Ужасный день. Назло сияло солнце, к беде на мне наряд для свадебных пиров. Я помню, он красив, и даже ныне свахой нам я выбрала бы смерть. Я помню плач, положенный на свадьбе. Вот едкий парадокс, что в панику бросает: я – девушка, я ею рождена, мать воспитала меня так, как подобает быть воспитанной царевне; мне посулили то, что мне положено, – а это есть и право, и наказ. Едва бы я ослушалась, меня бы порицали. Что сейчас? Меня толкают позабыть заветы, мечты, что были взращены во мне, и изменить упрямой парадигме, чтобы… чтоб снова угождать? Все дело в том, что я не понимаю, за что из всех мужских забот мне отдают ту самую, что смерть во имя достижения победы. Ту участь, что не выберет и раб, желающий возвыситься хоть в чем-то.

О, мужеская честь есть то, что крепче стали, но хрупкая, как амфора из необожженной глины. В таком же тупике находится Ахилл. Он здесь затем, что пообещали ему отец мой, дядя, Одиссей. Он в гневе, я – в слезах, и если мизансцена напоминает брак, то где любовь и где ее победа? Я – ручка амфоры (метафоры о чести), которую он рвется защищать. И в рваных, хаотичных разговорах узнаю, что он с такой же долею смирился: «Мне смерть обещана на той войне, но в Трое я добуду себе славу и вознесусь подобно Геркулесу».

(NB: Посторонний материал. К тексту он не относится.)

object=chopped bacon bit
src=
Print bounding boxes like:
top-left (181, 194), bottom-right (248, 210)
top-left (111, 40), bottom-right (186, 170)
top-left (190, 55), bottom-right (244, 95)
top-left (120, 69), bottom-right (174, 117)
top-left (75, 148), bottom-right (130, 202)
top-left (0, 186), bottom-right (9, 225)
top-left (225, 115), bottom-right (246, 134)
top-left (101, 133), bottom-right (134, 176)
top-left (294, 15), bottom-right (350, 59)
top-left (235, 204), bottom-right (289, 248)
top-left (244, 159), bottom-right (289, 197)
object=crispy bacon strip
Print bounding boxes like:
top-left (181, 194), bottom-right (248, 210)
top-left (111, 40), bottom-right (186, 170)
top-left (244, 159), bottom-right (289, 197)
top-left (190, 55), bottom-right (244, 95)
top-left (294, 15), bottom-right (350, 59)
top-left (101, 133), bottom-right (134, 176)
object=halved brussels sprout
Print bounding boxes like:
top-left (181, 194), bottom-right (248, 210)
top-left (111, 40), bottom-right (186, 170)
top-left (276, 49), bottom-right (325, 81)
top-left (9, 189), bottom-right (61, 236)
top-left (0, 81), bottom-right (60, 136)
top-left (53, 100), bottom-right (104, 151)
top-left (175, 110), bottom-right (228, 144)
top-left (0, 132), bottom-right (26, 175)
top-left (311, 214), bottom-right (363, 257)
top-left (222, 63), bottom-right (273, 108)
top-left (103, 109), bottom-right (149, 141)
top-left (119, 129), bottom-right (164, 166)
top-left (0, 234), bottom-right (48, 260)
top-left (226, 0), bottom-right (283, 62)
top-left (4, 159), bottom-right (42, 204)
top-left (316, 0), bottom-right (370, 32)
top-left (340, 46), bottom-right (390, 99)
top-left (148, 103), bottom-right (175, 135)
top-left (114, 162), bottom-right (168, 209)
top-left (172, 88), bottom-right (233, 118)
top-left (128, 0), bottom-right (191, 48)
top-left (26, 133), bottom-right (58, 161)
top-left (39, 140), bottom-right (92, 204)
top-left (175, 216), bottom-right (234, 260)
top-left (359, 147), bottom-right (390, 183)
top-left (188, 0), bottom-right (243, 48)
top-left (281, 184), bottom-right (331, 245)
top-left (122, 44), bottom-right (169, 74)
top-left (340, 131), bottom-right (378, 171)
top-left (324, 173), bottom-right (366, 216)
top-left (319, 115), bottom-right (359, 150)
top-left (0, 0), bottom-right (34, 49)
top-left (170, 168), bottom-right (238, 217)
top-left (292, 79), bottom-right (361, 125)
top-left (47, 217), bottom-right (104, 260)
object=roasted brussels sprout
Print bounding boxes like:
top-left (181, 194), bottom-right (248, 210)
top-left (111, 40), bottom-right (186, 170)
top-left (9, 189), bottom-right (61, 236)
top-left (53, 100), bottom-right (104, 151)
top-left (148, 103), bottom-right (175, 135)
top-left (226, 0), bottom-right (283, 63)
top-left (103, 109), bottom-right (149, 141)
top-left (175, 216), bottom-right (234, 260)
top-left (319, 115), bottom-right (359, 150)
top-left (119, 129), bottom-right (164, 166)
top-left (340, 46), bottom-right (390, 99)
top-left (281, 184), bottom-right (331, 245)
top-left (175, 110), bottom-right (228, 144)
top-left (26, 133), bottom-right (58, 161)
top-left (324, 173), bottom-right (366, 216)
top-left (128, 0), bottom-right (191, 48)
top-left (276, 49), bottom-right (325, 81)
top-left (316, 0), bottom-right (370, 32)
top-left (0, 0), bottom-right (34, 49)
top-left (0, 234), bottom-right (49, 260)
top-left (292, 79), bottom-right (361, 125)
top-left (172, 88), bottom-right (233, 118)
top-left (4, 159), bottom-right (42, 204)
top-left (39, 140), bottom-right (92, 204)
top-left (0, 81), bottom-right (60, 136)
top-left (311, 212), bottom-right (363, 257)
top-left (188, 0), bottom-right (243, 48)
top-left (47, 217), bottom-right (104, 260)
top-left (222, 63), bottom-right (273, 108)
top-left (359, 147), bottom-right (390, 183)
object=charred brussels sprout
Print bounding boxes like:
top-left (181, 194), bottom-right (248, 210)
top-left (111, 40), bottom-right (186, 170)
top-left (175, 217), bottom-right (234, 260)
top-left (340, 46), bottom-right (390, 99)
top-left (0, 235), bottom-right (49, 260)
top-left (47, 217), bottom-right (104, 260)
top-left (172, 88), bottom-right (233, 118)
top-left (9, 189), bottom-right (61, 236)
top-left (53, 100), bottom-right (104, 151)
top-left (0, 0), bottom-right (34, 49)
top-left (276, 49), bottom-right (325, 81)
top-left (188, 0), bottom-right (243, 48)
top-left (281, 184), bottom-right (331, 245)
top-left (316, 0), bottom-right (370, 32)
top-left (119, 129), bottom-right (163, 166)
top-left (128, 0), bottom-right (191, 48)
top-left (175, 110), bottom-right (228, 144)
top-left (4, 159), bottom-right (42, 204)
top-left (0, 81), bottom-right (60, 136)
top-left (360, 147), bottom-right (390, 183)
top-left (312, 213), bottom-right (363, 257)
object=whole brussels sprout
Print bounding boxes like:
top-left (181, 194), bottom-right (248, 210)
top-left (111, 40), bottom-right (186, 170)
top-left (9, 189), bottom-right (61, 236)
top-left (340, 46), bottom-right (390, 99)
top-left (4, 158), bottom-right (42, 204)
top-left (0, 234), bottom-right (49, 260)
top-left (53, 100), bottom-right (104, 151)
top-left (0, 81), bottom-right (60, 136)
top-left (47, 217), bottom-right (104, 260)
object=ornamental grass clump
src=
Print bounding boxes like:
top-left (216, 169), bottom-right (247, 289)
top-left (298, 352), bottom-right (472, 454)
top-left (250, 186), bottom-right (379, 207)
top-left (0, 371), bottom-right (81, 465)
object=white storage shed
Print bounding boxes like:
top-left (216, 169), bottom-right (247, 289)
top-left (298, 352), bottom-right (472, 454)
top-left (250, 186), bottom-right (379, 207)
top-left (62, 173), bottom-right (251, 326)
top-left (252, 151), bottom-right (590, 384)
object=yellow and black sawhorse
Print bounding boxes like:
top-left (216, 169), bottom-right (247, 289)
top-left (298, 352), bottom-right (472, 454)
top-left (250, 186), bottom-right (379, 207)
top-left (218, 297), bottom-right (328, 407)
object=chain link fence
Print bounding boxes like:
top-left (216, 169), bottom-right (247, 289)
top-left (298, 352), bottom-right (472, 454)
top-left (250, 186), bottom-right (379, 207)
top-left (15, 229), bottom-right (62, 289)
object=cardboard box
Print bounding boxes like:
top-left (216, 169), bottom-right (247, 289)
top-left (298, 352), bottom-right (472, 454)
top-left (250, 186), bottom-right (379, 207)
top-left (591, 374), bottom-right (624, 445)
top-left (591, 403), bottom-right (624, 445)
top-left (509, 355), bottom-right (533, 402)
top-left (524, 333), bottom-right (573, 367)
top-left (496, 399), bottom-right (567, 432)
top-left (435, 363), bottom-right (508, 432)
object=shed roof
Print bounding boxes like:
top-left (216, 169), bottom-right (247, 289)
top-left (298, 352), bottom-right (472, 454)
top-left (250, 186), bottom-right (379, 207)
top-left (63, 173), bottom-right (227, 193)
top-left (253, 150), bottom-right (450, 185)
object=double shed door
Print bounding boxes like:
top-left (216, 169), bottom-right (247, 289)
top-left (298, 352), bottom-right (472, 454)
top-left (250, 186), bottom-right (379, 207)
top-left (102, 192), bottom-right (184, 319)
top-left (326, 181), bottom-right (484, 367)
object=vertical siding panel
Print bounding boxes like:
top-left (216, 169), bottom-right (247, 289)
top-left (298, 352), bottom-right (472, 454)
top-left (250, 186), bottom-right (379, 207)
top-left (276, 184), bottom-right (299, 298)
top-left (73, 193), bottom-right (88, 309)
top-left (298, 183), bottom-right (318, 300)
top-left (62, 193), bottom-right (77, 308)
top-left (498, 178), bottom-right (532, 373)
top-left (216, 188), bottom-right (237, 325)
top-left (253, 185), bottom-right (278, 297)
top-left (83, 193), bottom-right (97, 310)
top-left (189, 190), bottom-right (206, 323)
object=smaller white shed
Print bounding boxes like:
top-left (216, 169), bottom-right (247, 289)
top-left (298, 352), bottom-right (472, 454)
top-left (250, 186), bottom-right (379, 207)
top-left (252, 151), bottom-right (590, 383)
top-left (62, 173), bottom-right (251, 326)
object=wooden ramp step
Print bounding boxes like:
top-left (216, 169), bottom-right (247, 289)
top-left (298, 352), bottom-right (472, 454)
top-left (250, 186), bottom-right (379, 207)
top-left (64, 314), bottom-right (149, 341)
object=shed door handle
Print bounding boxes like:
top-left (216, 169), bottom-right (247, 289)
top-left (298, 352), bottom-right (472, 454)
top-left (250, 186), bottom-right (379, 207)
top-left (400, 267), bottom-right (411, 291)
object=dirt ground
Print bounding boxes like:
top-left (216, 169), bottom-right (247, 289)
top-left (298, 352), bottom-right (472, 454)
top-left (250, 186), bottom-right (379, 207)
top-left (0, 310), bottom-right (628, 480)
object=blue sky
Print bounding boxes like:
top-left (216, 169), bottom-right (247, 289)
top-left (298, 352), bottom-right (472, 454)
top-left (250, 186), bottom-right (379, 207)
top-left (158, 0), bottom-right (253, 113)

Ифигения запнулась, как если бы вспомнила что-то важное. Но потом мотнула кудрями и прогнала незваную мысль. Они его обсуждали несколько раз – героизм. Героем можно стать, снискав славу в бою. Поэтому Ифигения не раз мучила валькирию вопросами. Божественное бессмертие всегда сопрягалось с битвами, таков ритуал – чтобы обрести вечную жизнь, нужно отобрать множество чужих. Подходили любые враги: и чудовища, и смертные. Правда, последних требовалось много больше. Тогда Ифигения говорила подругам: «Чтобы ценность подвига была так же высока, как, скажем, за лернейскую гидру, нужно убить великое множество людей».

– И кого бы ты отправилась убивать, царевна? – задирала ее Свава.

– Не знаю. Наверно, никого, – честно отвечала Ифигения.

– Думаю, это причина, по которой ты умерла.

– Как же это?

– Вместо кого тебя повели на алтарь?

– Не понимаю, – растерянно говорила Ифигения.